Reliability in electronic/electric systems refers to the ability of a system or component to perform its required functions consistently and without failure over a specified period under normal operating conditions. It encompasses both the longevity of the system (how long it operates before failure) and its consistency. Reliability is typically quantified using metrices like Mean Time Between Failures (MTBF), Failure Rate, and Availability. High reliability often correlates with high upfront cost but reduces maintenance and operational down time, making it critical for mission-critical and high-stakes applications
Define the failure rate (λ) and its significance in predicting the reliability of E/E systems. Taking Bill of Materials as an input and calculate the failure rate data from reliability prediction data handbooks (SN29500, IEC 62380, MIL-HDBK-217F, 217plus, NPRD, EPRD). After getting basic failure rate from catalogue, apply component parameters or values as per BOM to get the actual failure rate.
Figure 3 Eigenmode Analysis Plots
Introduce Reliability Block Diagram (RBD) as a graphical representation of system components and their interconnections. Take the schematic as an input and create the RBD with individual components and connect it with series and parallel connections. Apply the exponential distribution w.r.t Mission time define the system reliability.

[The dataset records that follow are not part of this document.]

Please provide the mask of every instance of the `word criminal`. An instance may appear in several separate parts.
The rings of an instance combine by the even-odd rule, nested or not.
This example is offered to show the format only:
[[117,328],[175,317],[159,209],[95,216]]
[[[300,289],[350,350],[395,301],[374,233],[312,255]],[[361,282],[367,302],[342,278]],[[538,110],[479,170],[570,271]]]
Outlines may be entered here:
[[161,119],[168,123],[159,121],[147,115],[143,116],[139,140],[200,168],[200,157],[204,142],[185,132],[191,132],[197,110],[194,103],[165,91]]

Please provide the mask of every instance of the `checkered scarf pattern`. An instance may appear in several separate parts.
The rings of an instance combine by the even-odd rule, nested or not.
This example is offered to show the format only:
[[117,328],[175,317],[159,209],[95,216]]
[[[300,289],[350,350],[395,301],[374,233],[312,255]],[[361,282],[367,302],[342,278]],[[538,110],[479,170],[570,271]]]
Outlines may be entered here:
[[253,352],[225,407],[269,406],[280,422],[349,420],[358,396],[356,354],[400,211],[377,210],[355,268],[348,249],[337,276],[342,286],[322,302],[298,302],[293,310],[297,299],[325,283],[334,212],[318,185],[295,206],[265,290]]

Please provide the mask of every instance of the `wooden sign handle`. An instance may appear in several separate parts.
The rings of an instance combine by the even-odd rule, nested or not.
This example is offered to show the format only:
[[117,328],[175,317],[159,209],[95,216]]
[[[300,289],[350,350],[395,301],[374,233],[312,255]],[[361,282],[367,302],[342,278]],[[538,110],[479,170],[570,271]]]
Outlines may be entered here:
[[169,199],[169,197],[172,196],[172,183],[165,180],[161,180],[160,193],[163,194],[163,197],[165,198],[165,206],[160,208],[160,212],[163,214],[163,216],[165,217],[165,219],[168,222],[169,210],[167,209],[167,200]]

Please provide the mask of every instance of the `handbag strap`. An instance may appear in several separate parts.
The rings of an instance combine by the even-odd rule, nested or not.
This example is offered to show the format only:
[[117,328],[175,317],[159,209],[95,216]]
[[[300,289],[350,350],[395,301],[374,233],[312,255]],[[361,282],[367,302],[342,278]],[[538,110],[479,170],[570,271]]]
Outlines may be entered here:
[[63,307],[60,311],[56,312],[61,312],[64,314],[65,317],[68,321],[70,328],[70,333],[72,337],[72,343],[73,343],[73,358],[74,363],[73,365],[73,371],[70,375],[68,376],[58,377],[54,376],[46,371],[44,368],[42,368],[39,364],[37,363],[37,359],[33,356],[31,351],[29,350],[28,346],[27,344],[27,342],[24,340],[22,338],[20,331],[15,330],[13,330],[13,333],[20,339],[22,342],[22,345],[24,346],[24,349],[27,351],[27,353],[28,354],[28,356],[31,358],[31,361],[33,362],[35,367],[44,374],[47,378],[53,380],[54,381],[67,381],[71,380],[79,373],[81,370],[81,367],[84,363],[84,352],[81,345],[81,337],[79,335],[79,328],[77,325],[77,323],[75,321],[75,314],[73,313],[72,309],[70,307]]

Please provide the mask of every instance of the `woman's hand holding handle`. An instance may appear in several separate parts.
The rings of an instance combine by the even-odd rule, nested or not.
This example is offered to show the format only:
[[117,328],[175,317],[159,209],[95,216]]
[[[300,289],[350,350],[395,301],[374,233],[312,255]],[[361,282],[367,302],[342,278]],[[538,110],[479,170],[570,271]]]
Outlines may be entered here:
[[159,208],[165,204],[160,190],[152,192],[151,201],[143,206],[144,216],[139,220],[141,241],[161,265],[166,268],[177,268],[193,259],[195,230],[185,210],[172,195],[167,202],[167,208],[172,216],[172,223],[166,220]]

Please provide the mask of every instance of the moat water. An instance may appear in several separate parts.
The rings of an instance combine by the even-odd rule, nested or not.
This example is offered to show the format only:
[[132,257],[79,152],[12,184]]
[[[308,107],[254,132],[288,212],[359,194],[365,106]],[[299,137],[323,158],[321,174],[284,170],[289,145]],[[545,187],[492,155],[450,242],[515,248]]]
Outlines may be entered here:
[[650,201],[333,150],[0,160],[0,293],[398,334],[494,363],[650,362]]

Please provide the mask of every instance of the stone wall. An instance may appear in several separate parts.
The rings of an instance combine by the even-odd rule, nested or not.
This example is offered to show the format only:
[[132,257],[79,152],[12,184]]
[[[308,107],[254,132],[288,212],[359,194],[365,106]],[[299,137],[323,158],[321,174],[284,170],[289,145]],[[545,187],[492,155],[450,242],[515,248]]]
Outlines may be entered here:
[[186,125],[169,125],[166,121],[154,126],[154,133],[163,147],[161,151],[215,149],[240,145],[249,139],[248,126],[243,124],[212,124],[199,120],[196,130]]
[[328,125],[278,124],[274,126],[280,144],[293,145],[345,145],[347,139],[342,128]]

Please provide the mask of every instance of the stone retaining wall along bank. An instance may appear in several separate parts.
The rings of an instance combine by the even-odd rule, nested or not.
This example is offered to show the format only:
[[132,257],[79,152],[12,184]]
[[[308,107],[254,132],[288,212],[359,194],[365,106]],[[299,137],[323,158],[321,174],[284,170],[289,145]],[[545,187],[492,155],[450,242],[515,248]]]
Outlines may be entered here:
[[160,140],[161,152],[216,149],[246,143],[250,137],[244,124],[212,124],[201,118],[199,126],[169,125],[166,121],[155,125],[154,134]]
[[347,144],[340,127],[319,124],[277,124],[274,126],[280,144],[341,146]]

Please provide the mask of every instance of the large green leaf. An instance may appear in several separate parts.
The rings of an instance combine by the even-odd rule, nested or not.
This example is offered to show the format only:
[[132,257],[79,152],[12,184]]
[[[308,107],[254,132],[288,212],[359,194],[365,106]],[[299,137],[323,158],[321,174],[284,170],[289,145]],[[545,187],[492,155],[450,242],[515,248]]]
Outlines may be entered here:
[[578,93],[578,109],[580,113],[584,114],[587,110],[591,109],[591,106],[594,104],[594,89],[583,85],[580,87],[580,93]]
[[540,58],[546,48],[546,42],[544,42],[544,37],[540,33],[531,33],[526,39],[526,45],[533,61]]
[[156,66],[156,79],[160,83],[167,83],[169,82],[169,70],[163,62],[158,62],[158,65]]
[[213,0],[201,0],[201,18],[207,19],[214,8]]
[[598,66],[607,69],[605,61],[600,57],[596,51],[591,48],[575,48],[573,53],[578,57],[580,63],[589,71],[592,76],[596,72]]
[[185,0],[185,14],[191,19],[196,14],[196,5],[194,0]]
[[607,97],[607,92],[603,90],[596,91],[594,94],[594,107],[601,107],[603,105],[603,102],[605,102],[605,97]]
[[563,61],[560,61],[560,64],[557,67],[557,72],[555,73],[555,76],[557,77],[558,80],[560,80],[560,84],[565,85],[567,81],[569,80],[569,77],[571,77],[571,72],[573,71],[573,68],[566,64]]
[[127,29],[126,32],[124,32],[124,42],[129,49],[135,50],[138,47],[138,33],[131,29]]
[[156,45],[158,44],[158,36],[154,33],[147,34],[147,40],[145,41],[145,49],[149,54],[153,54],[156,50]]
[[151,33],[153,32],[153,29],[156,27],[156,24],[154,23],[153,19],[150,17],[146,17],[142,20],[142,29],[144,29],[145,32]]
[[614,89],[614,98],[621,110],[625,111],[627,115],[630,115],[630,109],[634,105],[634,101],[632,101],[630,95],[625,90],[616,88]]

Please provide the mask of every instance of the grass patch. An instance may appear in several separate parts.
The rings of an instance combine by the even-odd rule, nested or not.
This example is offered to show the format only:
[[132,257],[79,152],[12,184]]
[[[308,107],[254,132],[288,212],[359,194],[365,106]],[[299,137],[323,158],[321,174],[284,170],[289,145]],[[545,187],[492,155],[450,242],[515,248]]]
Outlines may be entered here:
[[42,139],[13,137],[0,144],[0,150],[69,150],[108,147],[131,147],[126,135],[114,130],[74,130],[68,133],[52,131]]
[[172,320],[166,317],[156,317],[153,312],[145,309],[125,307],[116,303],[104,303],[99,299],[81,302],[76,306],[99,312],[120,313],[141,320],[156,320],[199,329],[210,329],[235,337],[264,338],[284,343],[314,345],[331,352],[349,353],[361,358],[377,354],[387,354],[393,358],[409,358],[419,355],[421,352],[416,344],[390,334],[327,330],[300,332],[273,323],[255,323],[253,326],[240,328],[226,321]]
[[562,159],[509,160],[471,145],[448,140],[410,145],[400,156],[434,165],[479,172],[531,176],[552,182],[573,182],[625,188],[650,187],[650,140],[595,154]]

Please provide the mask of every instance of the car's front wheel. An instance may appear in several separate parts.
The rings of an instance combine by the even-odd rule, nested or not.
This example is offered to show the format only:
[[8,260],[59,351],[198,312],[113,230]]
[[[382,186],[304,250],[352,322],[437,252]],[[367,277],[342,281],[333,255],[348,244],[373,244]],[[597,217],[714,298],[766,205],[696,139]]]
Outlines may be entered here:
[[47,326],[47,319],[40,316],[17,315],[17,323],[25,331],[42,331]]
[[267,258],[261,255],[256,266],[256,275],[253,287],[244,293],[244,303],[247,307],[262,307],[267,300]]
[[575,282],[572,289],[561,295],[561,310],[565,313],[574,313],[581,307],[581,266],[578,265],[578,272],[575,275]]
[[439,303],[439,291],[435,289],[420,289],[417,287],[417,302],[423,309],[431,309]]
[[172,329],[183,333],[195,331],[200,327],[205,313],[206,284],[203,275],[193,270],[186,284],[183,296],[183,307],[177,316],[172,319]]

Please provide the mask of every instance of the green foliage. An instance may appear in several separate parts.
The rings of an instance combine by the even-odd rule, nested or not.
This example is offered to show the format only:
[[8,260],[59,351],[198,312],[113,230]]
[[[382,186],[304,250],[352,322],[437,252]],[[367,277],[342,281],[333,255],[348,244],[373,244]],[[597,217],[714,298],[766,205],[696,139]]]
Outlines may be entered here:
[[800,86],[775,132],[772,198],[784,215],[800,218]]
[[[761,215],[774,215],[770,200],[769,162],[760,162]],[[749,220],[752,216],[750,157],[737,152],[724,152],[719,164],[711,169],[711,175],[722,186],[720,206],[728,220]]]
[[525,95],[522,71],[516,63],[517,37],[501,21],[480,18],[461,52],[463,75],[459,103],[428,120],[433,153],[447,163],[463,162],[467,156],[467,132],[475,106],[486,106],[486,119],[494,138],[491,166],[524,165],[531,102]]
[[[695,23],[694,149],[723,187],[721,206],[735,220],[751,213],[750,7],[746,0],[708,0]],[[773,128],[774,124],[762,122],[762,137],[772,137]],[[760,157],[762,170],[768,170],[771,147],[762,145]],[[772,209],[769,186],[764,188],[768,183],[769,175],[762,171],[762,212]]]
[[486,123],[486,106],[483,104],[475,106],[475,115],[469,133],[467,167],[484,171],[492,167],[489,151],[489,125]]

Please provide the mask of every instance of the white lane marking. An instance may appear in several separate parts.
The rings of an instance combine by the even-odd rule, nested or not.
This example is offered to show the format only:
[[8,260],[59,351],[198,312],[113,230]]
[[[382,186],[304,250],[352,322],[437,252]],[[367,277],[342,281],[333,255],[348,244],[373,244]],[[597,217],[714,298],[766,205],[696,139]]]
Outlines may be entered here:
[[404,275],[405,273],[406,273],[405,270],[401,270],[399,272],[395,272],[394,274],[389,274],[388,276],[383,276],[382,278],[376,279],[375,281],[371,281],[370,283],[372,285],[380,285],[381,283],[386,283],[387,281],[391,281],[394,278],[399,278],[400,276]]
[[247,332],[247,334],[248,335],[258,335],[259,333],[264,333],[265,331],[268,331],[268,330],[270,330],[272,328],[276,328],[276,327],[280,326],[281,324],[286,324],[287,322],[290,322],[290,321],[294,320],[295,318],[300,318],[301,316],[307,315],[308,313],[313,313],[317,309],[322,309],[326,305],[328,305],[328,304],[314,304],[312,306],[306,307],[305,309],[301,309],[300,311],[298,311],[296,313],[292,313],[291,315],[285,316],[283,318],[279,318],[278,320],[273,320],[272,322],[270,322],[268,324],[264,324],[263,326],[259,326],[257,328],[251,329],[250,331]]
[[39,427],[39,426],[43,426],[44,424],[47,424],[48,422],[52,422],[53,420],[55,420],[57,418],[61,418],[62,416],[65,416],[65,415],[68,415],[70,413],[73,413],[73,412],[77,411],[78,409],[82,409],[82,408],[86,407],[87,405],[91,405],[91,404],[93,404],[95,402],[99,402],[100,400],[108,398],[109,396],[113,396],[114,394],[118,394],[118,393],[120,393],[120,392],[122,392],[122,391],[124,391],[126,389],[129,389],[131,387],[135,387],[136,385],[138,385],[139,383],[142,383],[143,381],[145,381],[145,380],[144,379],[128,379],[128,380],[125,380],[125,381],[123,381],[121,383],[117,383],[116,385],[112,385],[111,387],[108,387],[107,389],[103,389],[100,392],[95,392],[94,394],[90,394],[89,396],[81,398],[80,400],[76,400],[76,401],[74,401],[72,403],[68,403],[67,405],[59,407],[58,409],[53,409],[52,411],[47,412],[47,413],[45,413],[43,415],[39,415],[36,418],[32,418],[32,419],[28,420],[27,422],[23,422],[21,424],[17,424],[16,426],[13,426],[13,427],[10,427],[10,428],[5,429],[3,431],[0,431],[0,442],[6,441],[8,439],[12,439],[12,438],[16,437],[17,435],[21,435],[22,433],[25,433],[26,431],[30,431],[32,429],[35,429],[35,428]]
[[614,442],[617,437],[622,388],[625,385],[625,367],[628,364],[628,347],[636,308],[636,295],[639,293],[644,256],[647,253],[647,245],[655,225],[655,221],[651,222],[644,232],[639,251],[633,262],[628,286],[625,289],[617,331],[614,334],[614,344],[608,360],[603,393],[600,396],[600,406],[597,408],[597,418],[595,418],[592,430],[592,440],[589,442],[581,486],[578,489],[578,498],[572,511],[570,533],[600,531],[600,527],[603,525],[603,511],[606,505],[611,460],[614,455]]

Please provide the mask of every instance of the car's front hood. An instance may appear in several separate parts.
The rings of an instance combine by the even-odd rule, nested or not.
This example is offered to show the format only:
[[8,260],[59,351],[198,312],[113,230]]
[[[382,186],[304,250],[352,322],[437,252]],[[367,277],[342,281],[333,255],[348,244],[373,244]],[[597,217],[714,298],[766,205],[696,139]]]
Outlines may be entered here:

Fault Tree Analysis is a top-down approach to identify potential causes or failure. Fault Tree create with logical OR, AND and NOT gates. We will define the FTA with components and its failure rate. Here also with using exponential distribution define the MTTF, MTBF, PMHF, PFD, Probability, Unavailability and Criticality.
Failure Mode and Effect Criticality Analysis is extension of FMEA that adds the assessment of criticality to prioritize failure modes based on their impact on the overall system and performance. FMECA is also a bottom-up approach like FMEA. Here we will take the design FMEA and add the conditional probability and mission time. Calculate the criticality value from severity, mission time, conditional probability, and failure rate.
A model-based approach for evaluating the reliability of E/E systems in Automotive or other safety-critical domains provides a structured, quantitative framework for assessing system performance, identifying potential failure modes, and ensuring that systems meet functional and safety requirements. By integrating various reliability techniques such as Failure rate calculations, RBD, FTA, FMEA, and FMECA manufacturers can proactively manage and mitigate reliability risks over the system life cycle.